Red Mound, an Archeology Thriller With a Huge Payoff

The Bottom Line: Red Mound digs up dread by inches, then delivers a shocking finale that readers won’t soon forget.

B.D. Smith’s Red Mound opens with an archaeological mystery already sealed in dread. Centuries before the main action, a temple mound in the lower Mississippi Valley, in what is now eastern Arkansas, is ritually sealed, its central chamber protected by ceremony and clean white sand. When the novel shifts to the 1960s, University of Michigan undergraduate Josh joins an archaeology field crew bound for Hamblin’s Fort, Arkansas.

What begins as a summer excavation quickly goes awry. Soon the crew is shadowed by a wounded black dog with an ugly history. During the previous field season, the crew chief, known as Boss Man, drunkenly shot the animal. Cecelia, one of the crew’s most unpredictable presences, insists that a menacing dark red energy vortex is rising from the temple mound.

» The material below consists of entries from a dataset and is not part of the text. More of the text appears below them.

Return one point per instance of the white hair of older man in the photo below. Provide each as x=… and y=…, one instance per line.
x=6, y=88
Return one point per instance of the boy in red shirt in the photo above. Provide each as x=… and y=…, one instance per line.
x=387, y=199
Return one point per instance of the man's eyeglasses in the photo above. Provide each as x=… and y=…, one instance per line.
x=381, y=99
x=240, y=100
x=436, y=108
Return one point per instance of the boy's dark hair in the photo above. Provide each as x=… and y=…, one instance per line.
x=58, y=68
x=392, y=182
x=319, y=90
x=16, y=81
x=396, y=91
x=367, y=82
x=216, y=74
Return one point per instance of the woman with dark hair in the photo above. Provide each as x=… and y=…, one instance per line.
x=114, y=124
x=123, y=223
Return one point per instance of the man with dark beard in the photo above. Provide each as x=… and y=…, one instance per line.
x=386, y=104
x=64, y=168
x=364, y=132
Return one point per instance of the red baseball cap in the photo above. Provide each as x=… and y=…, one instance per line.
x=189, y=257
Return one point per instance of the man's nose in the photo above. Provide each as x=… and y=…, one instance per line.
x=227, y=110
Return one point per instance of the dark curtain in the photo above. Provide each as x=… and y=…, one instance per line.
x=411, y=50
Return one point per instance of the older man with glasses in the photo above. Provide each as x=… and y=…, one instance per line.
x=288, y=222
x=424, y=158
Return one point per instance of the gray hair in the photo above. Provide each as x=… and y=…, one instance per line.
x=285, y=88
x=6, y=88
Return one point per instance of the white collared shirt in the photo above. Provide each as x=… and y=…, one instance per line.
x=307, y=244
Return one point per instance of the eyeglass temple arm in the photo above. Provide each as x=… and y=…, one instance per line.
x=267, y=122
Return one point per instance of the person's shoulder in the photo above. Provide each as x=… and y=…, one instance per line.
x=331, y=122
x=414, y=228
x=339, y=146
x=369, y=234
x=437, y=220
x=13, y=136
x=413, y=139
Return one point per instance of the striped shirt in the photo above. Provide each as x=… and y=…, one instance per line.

Is the temple mound a ceremonial space, a burial place, evidence of far-reaching cultural influence, or something that was sealed for darker reasons?

Although it does not unfold like a conventional thriller, Red Mound is a slow-burn archaeological suspense novel in which every new find feels dangerous. Rather than centering on a single protagonist, Red Mound unfolds as an ensemble story, with Josh serving as the reader’s early point of entry into the crew and the site. As the dig progresses, the narrative energy shifts among Denny, Boss Man, Dolores, Cecelia, Bopper and others, making the excavation itself the story’s true center of gravity. The book also has no single villain in the conventional sense. Eary on, the book’s primary suspense is driven by professional rivalry, local corruption, pothunters and unstable leadership. It has the machinery of a field investigation, the atmosphere of folk horror, and the ensemble volatility of a workplace thriller. 

There’s a huge payoff, however, waiting for patient readers, as the story builds to something much larger than an academic dispute. Red Mound will appeal to readers who like mysteries built from setting, character conflict, and accumulating dread rather than a single neat puzzle.